Train intervals – faster results in less time

Want to take your running to the next level? Then interval training is one of the most effective ways forward. By alternating short, intense running intervals with active rest, you build speed, endurance, and mental strength.

Why interval training?

Interval running activates more muscle fibers, increases oxygen uptake capacity, and improves your running technique. This leads to better oxygen transport in the body, faster recovery, and an increased ability to maintain a high pace over longer periods. Additionally, it is time-efficient: in just 30-40 minutes you can get a workout that delivers maximum effect.

Interval training also challenges mental strength – pushing yourself through short periods of discomfort leads to increased confidence both during and outside of running.
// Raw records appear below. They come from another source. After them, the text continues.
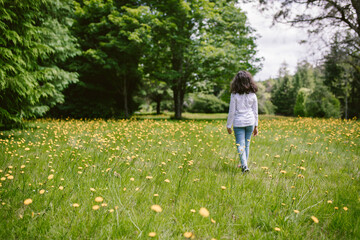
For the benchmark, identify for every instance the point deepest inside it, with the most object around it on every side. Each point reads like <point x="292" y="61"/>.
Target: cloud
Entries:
<point x="277" y="44"/>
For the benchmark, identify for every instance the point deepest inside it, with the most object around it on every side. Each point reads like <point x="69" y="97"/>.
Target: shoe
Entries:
<point x="245" y="169"/>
Studies also show that regular interval training can provide the same or better health benefits as longer, low-intensity sessions.

Tips for interval workouts and shoe choices

1. Short, fast intervals (example: 10 x 200 meters)
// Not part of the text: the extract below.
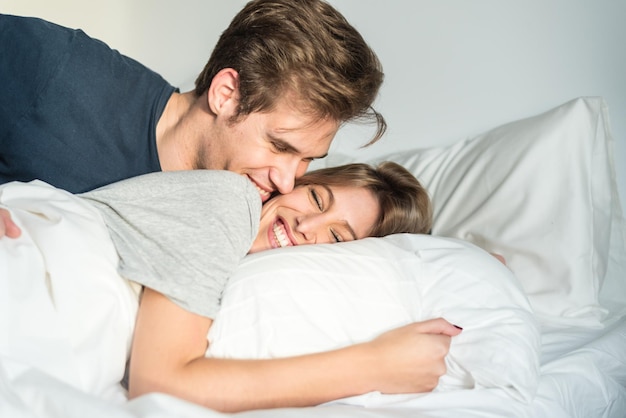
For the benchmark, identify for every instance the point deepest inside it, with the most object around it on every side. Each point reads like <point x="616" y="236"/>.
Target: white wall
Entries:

  • Focus: Maximum speed and explosiveness.

  • Shoe tips: Specter 2. The lightweight and responsive design gives you the energy boost you need to reach maximum speed in every interval.

2. Middle-distance intervals (example: 6 x 400-800 meters)
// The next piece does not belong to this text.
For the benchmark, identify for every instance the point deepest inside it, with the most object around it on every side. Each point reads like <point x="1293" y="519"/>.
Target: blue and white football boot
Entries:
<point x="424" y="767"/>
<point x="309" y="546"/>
  • Focus: Build speed endurance.

  • Shoe tips: Cyclone 3. Perfect combination of cushioning and direct ground feel that helps you maintain a high but controlled pace.

3. Long intervals (example: 4 x 1,000 meters or 3 x 2,000 meters)

  • Focus: Endurance at high pace.

  • Shoe tips: Phantom 3. With extra cushioning and comfort, Phantom 3 helps you maintain speed even when your legs start to tire.

Example of an effective interval session:

  • Warm-up: 10 min easy jog + 3 strides

  • Intervals: 6 x 400 meters at high pace, rest 90 seconds between each

  • Cool down: 5-10 min easy jog

With the right setup and choice of shoes, you can maximize the effect of your interval training and quickly see results in your progress.